First, the imports. We'll use numpy
for putting matrices together. The two
things you'll probably want from detan
are:
import numpy as np
from detan.detan import AssignmentAnnealing, assignment_iteration
Remember how one part of DA is to calculate new expectation values from old
ones? detan
allows you to implement your own updating function for that, but
it's quite likely you'll want to use the one in detan
itself. The
assignment_iteration
function creates a closure over distances you provide.
The other name you import, AssignmentAnnealing
, is a class for the annealing
state.
Next, we need the pairwise dissimilarity matrix. Remember, this is symmetric, so I just create a triangular matrix and add it to its own transpose:
distances = np.asarray((
(0.0 , 2.1 , 0.10, 0.85, 0.2 , 0.78),
(0.0 , 0.0 , 0.92, 0.05, 1.01, 0.01),
(0.0 , 0.0 , 0.0 , 2.02, 0.15, 0.99),
(0.0 , 0.0 , 0.0 , 0.0 , 1.30, 0.31),
(0.0 , 0.0 , 0.0 , 0.0 , 0.0 , 1.05),
(0.0 , 0.0 , 0.0 , 0.0 , 0.0 , 0.0 ),
))
distances = distances + distances.T
Each entry represents the "distance" between two things, so the diagonal has to
be all zeros (a thing has no distance from itself). Try to eyeball how the
clustering will go — thing #0 will probably be in the same group as thing #2
(distance of 0.10
), but not thing #1 (distance of 2.1
).
Let's say there are two groups:
groups = 2
The initial assignment expectatons should be randomised (really, each row must contain distinct entries), and they need to sum to one:
initial_assignments = 0.5 + 0.1 * (np.random.random((6,groups)) - 0.5)
row_sum = np.tile(initial_assignments.sum(1), (groups, 1)).T
initial_assignments = initial_assignments/row_sum
An AssignmentAnnealing
object is the state of the deterministic annealling
process, including the current temperature, current assignment expectations and
the last set of values from the last temperature step. Here we give it the
closure mentioned above, an initial set of random assignments, and a ratio of
0.73
to use for the temperature decrease.
annealer = AssignmentAnnealing(assignment_iteration(distances), initial_assignments, 0.73)
This is the loop where we actually do the annealing. An outer loop decreases the
temperature, and an inner loop does the fixed point iteration (the annealer
object itself is an iterator that does this for you):
tolerance = 1e-6
old_assignments = initial_assignments
for _ in range(20):
for new_assignments in annealer:
if np.abs(new_assignments - old_assignments).max() < tolerance:
break
old_assignments = new_assignments
annealer.cool()
More sophisticated calling code might try to account for the problems outlined
above (NaN
values in the expectation matrix, detecting convergence, etc.).

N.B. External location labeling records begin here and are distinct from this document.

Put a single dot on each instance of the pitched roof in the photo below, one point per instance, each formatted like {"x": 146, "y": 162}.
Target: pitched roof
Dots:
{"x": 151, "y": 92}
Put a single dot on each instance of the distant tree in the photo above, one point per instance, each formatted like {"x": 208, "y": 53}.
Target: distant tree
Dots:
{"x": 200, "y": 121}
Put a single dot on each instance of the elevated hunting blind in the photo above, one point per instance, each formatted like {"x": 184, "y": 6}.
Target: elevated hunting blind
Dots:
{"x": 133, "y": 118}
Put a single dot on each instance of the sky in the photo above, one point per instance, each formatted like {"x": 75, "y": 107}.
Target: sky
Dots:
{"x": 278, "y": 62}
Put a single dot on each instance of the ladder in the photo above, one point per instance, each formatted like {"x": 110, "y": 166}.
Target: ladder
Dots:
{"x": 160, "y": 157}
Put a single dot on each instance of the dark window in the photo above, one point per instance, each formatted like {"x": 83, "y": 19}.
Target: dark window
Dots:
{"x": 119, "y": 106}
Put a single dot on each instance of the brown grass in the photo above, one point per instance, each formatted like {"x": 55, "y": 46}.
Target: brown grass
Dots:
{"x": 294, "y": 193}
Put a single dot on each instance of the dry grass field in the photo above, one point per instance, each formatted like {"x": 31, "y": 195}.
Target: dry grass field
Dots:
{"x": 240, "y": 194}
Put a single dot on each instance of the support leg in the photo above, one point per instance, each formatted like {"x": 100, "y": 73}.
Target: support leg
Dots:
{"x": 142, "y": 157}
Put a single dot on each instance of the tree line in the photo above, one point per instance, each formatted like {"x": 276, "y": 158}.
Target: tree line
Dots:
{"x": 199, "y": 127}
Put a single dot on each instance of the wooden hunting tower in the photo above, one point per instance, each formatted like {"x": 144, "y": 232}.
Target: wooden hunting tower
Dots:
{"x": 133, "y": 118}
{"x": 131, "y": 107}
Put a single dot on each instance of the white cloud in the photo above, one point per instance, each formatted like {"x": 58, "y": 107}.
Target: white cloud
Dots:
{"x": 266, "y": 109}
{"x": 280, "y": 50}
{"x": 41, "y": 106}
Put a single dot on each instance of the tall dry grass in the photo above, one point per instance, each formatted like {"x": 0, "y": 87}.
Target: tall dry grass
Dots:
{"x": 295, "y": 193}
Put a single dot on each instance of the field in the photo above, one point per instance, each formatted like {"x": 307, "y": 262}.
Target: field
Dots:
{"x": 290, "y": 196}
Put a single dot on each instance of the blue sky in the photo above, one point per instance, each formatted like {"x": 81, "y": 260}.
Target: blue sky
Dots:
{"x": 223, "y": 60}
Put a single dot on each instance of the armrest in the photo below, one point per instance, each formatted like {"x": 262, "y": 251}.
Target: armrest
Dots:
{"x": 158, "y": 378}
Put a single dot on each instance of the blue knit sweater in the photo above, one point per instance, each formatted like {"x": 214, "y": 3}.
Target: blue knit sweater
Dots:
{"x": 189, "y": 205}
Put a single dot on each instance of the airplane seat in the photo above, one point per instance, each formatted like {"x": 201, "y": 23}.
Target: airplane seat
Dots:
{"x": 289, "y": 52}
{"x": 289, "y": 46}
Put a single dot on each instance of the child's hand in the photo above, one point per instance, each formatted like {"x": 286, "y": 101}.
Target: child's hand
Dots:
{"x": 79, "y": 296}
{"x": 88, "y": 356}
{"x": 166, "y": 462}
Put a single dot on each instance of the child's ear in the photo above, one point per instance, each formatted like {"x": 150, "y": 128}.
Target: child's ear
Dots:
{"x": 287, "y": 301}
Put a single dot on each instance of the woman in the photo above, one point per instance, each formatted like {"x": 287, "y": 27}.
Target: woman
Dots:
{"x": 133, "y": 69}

But the code above shows the fundamental structure of deterministic annealing.
Finally, the results.
print(annealer.assignments)
...gives us:
[[ 3.29633866e-151 1.00000000e+000]
[ 1.00000000e+000 2.21285560e-174]
[ 1.18723351e-162 1.00000000e+000]
[ 1.00000000e+000 3.17951854e-163]
[ 1.80615908e-132 1.00000000e+000]
[ 1.00000000e+000 1.40074506e-107]]
Informally, the values seem to have converged to zero or one. (There's no objective way to decide this, but for the demo, let's go with it.) So we could just pick a completely arbitrary threshold and do this:
print(annealer.assignments > 1e-50)
...giving:
[[False True]
[ True False]
[False True]
[ True False]
[False True]
[ True False]]
This tells us that, as we expected, thing #0 and thing #2 are in the same group, and in a different group to thing #1.